Il faut dire que l'argument principal de la Grèce est facilement compréhensible : elle considère que l'Empire ottoman, puissance occupante, n'était pas légitime pour concéder ce trésor national au Royaume-Uni.
2. Un retour possible ?
Pendant longtemps, le British Museum a reproché à la Grèce de ne pas s'intéresser à son patrimoine puis de ne pas disposer des moyens financiers suffisants pour le sauvegarder. La ville d'Athènes, particulièrement polluée, était considérée comme inadaptée pour la conservation de ce patrimoine très ancien et fragile.
Pourtant, depuis juin 2009, un nouveau musée moderne a ouvert ses portes face à l'Acropole et ce malgré la crise économique qui secouait le pays (évoquée l. 35). Conçu pour accueillir la frise dans sa totalité, il a réussi à obtenir la restitution de fragments venus du Vatican, d'Allemagne et d'Autriche.
à noter
Au musée de l'Acropole, des fragments originaux de la frise sont exposés aux côtés de reconstitutions (de couleur plus claire) des marbres présents au British Museum.

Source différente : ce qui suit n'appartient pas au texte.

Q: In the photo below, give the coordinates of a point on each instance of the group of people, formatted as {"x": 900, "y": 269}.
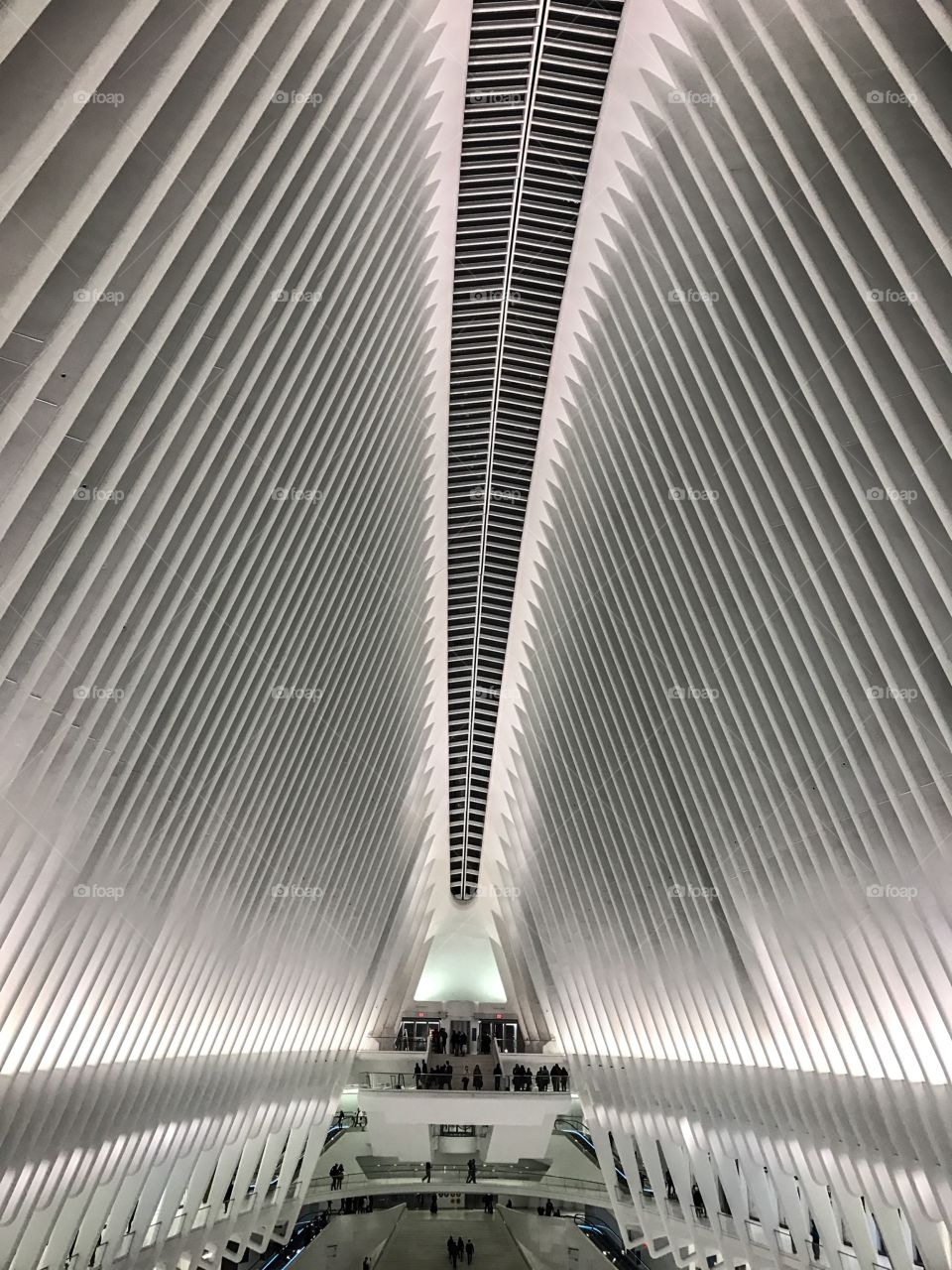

Il s'agit sans doute de réparer « une injustice passée » (l. 38) comme le mentionnent les auteurs du texte et le mot est fort. Si la frise du Parthénon revenait à la Grèce, ceci créerait un précédent juridique et tous les musées occidentaux pourraient voir leurs collections coloniales repartir dans leurs pays d'origine.
Conclusion
[Réponse à la problématique] La question de la propriété patrimoniale est parfaitement illustrée par l'exemple des frises du Parthénon. L'appropriation d'œuvres ou d'objets culturels est en effet au cœur de tensions géopolitiques, notamment entre des États d'Europe et leurs anciennes possessions coloniales. Mais il s'agit ici d'une question encore plus épineuse puisqu'elle divise l'Europe elle-même, alors qu'elle est fragilisée par le Brexit et semble manquer de cohésion. [Ouverture] La Grèce, en demandant la restitution d'un bien qu'elle considère comme le sien, ne fragilise-t-elle pas un peu plus cette cohésion ? Cette requête n'est-elle pas une forme de négation d'une culture européenne commune dont Athènes et Rome ont été les berceaux ?
Le secret de fabrication
Même s'il est plus pertinent de terminer son devoir par une affirmation, ce sujet ouvre de nombreuses réflexions. Si la question est ouverte et suscite un débat, vous pouvez considérer celle-ci comme une ouverture.